Die Allgäuerin Andrea Mayer beendete ihre zweite Rallye am Steuer eines Autos auf dem hervorragenden fünften Rang. Die Mitsubishi-Fahrerin war eigentlich nur als Unterstützung für die Topfahrer des Teams gedacht. Doch geleitet von ihrem Beifahrer Andreas Schulz machte Mayer kaum Fehler und profitierte zudem von den Ausfällen vor ihr liegender Teams.

Jutta Kleinschmidt beendete die Rallye auf Rang 16. Die Volkswagen-Werksfahrerin konnte erst auf den letzten Etappen ihr wahres Können zeigen. Verdienter Lohn war der Etappensieg auf dem vorletzten Teilstück.
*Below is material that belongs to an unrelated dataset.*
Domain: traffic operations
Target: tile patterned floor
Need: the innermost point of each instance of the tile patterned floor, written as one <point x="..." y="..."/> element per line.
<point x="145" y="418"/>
Anfängliche Probleme an ihrem Touareg und schließlich die verhängnisvolle Flussdurchfahrt auf der sechsten Etappe hatten alle Chancen auf eine Topplatzierung zunichte gemacht. Kleinschmidt wurde auf diesem Teilstück ins Ziel geschleppt, verlor viel Zeit und bekam auch 6:55 Stunden Zeitstrafe aufgebrummt. Da Wasser in den Motorblock gelaufen war, musste die gesamte Antriebsmaschine von VW gewechselt werden.

Die Veranstalter sahen hierin eine Regelwidrigkeit und schlossen Kleinschmidt vom Rennen aus. Nach einem Protest des VW-Teams konnte das Damen-Team vorerst weiterfahren. Ein endgültiges Urteil in dieser Angelegenheit wird nun der Automobilsport-Weltverband Fia in Paris treffen. Kleinschmidts Teamkollege Bruno Saby beendete im zweiten VW Touareg die Rallye auf Rang sechs.

Die abschließende Etappe über 27 Kilometer am Strand des Lac Rose in Dakar entschied der frühere Rallye-Weltmeister Colin McRae aus Schottland für sich.

In der Motorradwertung setzte sich zum ersten Mal der Spanier Nani Roma durch. Der KTM-Pilot siegte mit 12:38 Minuten Vorsprung vor seinem Markenkollegen Richard Sainct aus Frankreich, der die Dakar-Rallye schon dreimal gewonnen hat. Dritter wurde der Franzose Cyril Despres (KTM), der sich den letzten Etappensieg holte.